Every single human being is unique in their own way, they act and think distinctively, and perceive and comprehend things differently thereby differing in their gestures and conduct and in the choices they make.

If a woman wishes to be an adventurer, she would have to surrender the concept of a "well-settled married life with her husband and kids". As long as it is her personal choice whether to tie the knot with somebody as per societal norms and give up her passion, or follow her goals and act according to her scheduled priorities, nothing else should matter. Women deserve to possess the freedom to choose whatever they desire to do and who they wish to be. Regrettably, very often most women are compelled to endorse the norms and traditions which they do not want to accept. Innumerable women are forced into a commitment of marriage at times when all they wish is to live a life which revolve around their areas of interest. Some are proffered all the freedom to do what they desire until the time arrives for them to marry.

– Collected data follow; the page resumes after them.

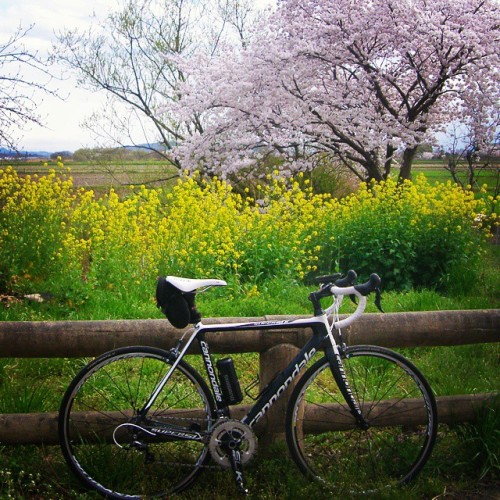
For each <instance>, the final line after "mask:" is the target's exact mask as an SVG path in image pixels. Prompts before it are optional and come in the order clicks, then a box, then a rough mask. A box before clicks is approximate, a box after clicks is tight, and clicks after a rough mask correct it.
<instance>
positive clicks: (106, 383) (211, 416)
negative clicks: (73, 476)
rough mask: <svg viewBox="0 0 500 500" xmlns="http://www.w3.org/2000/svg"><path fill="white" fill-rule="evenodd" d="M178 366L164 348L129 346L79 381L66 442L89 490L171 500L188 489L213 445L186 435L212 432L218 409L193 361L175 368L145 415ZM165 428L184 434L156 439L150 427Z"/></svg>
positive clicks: (71, 402)
mask: <svg viewBox="0 0 500 500" xmlns="http://www.w3.org/2000/svg"><path fill="white" fill-rule="evenodd" d="M171 366H172V362H171V360H170V359H169V355H168V353H167V352H165V351H163V350H160V349H156V348H150V347H126V348H121V349H116V350H114V351H111V352H109V353H107V354H104V355H102V356H101V357H99V358H97V359H96V360H94V361H92V362H91V363H90V364H89V365H87V366H86V367H85V368H84V369H83V370H82V371H81V372H80V373H79V374H78V375H77V376H76V377H75V378H74V380H73V381H72V383H71V384H70V386H69V388H68V390H67V391H66V394H65V396H64V398H63V401H62V403H61V409H60V412H59V438H60V442H61V447H62V451H63V454H64V457H65V459H66V461H67V463H68V464H69V466H70V467H71V469H72V470H73V472H74V473H75V474H76V475H77V476H78V477H79V478H80V479H81V480H82V482H83V483H84V484H85V485H86V486H87V487H90V488H92V489H95V490H97V491H98V492H99V493H100V494H102V495H104V496H106V497H110V498H143V497H150V496H156V495H159V496H162V497H165V496H167V495H168V494H170V493H172V492H176V491H180V490H182V489H184V488H185V487H187V486H188V485H189V484H190V483H191V481H192V480H193V479H194V478H195V477H196V475H197V474H198V472H199V471H200V468H201V467H202V466H203V465H204V464H205V462H206V461H207V460H208V459H209V452H208V445H207V443H206V442H204V441H202V440H200V441H195V440H188V439H186V437H185V436H186V435H188V434H190V435H192V434H193V432H196V433H199V434H200V435H202V433H204V432H208V431H209V429H210V427H211V426H212V422H213V421H212V415H213V412H214V403H213V398H212V397H211V394H210V392H209V390H208V387H207V385H206V383H205V382H204V381H203V379H202V378H201V377H200V376H199V375H198V374H197V373H196V372H195V371H194V370H193V368H191V367H190V366H189V365H188V364H187V363H184V362H182V361H181V362H180V363H179V365H178V366H177V368H176V369H175V370H174V371H173V373H172V376H171V377H170V379H169V380H168V382H167V383H166V385H165V387H164V388H163V390H162V391H161V392H160V394H159V395H158V397H157V398H156V400H155V403H154V405H153V406H152V407H151V409H150V410H149V412H148V413H147V415H146V418H147V420H144V418H142V417H141V416H140V410H141V409H142V408H143V407H144V404H145V402H146V401H148V399H149V397H150V395H151V394H152V393H153V391H154V389H155V388H156V387H157V386H158V383H159V382H160V380H161V379H162V378H163V377H164V375H165V374H166V373H167V372H168V370H169V369H170V368H171ZM148 425H149V427H148ZM161 426H164V427H163V428H169V429H170V428H175V429H176V430H177V436H179V437H178V438H177V437H173V436H172V434H169V435H160V436H159V437H158V435H156V436H155V437H151V436H152V435H153V434H152V433H151V428H152V427H155V428H161Z"/></svg>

So now the question comes to light, as to what a woman is supposed to do when she endures such a predicament, where she is "forced" to act in a way against her aspirations, or where her freedom of handpicked choices is taken away from her?

Every single woman in India and around the globe should stand up for herself and her aspirations as well as her opinions. Even though society's perception cannot be changed yet women can transform how they are recognised, scrutinised, and treated in society. Such changes can only turn into reality if one person broadens his or her frame of mind.

It has rightly been said by Canadian poet and author Rupi Kaur, "What is the greatest lesson a woman should learn? Since day one, she already had everything she needs within herself. It's the world that convinced her that she did not."

In view of the fact that every person must not be coerced to wear something, women's choice to wear should also be respected with dignity.

Women carry the weight of patriarchy in multifarious ways. Women are conditioned to represent themselves, dress, and act to please societal norms. Ultimately, the actual freedom of choice transpires when every woman can handpick attires in whatever way she likes, in the absence of the scrutiny and standards of the public. The day women can select their kind of wardrobe as per their wishes without feeling distressed about discrimination, approval or judgment is the day women would have acquired the freedom of choice entirely for each woman around the world.

Women who have empowered themselves can become the root of others' hope and ambition for transformation and inspiration for people to bloom and accomplish the objectives of equality. In several of India's educated and prosperous families, girls are raised to not possess intelligence, to not guffaw, to not unveil their talents, and are rather taught to only be quiet and pleasing. Girls are encouraged to not become an individual, but be 'girls' filled with feminine traits. Even the Indian Government is now welcoming women comrades in warfare operations in the Indian Army yet a corner of society is still lagging behind.

If a woman decides to abandon her career for her family's sake, it should be respected as her choice. Whether a woman should tie the wedding knot or she would make herself a goal-oriented ambitious woman or even a homemaker, the judgment on all such preferences in her life must be assembled by the woman herself.

Mary Kom, the way she punches gracefully in the boxing ring, and the way Geeta Phogat exhibits those elegant wrestling gestures, not only vocalise for themselves but also speak up for the 'choices' women make for themselves and for an open-minded society. Eventually, it has nothing to do with what community, region, or category one hails from.

Society should uplift every woman by admiring their 'choices'. Women who have signed divorce documents and prefer to raise their child in the greatest possible means as single parents should be appreciated. The woman accepting her salary which does not proffer any justice to her dedication, hard work, and talent should be lauded. The women who quietly and devotedly become a pillar of the men's community should also be rejoiced and honoured.